Challenging reaction prediction models to generalize to novel chemistry
John Bradshaw, Anji Zhang, Babak Mahjour, David E. Graff, Marwin H. S. Segler, Connor W. Coley
TL;DR
The paper argues that standard benchmark splits for forward reaction prediction are inherently in-distribution and thus overstate performance when models are deployed in real-world, out-of-distribution scenarios. It introduces a comprehensive set of OOD evaluation strategies—document- and author-based splits, time-based prospective splits, and reaction-type NameRxn splits—applied to a SMILES-based encoder-decoder transformer trained on the Pistachio dataset. Key findings include substantial performance drops under OOD splits, observable extrapolation limits across reaction classes, and mechanistic insights (e.g., double additions in Grignard Ester and stereochemistry in Heck) that explain some extrapolation behaviors. The work emphasizes that combining multiple splits provides complementary insights into model and data interactions, guiding the development of next-generation reaction discovery tools and more faithful benchmarks that better reflect real-use cases.
Abstract
Deep learning models for anticipating the products of organic reactions have found many use cases, including validating retrosynthetic pathways and constraining synthesis-based molecular design tools. Despite compelling performance on popular benchmark tasks, strange and erroneous predictions sometimes ensue when using these models in practice. The core issue is that common benchmarks test models in an in-distribution setting, whereas many real-world uses for these models are in out-of-distribution settings and require a greater degree of extrapolation.

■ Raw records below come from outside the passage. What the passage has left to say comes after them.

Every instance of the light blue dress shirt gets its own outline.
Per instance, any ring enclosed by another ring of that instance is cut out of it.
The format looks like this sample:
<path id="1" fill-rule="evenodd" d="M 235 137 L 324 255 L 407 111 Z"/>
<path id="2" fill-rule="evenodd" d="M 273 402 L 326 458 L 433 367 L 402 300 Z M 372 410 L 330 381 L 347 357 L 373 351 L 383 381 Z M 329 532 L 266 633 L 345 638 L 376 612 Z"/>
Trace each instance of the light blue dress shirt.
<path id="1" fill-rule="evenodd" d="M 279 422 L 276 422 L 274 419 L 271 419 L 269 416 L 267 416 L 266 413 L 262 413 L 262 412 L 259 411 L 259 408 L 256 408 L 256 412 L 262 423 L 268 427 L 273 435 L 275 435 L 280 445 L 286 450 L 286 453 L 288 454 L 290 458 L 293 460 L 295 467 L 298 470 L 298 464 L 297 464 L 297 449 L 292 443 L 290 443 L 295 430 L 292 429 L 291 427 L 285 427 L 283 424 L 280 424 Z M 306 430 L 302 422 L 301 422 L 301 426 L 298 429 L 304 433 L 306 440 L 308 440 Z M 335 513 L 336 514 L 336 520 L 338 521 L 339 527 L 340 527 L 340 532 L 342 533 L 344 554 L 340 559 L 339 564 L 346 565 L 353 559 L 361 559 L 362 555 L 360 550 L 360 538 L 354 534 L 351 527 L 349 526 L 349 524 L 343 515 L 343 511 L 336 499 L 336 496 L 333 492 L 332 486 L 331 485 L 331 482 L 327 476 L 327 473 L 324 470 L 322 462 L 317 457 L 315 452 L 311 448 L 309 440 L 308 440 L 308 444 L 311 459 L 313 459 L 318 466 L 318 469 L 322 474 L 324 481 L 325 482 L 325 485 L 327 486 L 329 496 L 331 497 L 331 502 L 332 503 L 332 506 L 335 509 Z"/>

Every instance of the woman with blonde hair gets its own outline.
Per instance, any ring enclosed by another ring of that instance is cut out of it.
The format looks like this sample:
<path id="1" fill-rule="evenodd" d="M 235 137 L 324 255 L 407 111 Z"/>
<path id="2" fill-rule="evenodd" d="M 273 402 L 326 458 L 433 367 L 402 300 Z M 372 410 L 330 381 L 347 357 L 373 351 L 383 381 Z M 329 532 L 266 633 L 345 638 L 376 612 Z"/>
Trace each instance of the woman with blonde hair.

To better understand how current reaction predictors work in out-of-distribution domains, we report a series of more challenging evaluations of a prototypical SMILES-based deep learning model. First, we illustrate how performance on randomly sampled datasets is overly optimistic compared to performance when generalizing to new patents or new authors. Second, we conduct time splits that evaluate how models perform when tested on reactions published in years after those in their training set, mimicking real-world deployment. Finally, we consider extrapolation across reaction classes to reflect what would be required for the discovery of novel reaction types. This panel of tasks can reveal the capabilities and limitations of today's reaction predictors, acting as a crucial first step in the development of tomorrow's next-generation models capable of reaction discovery.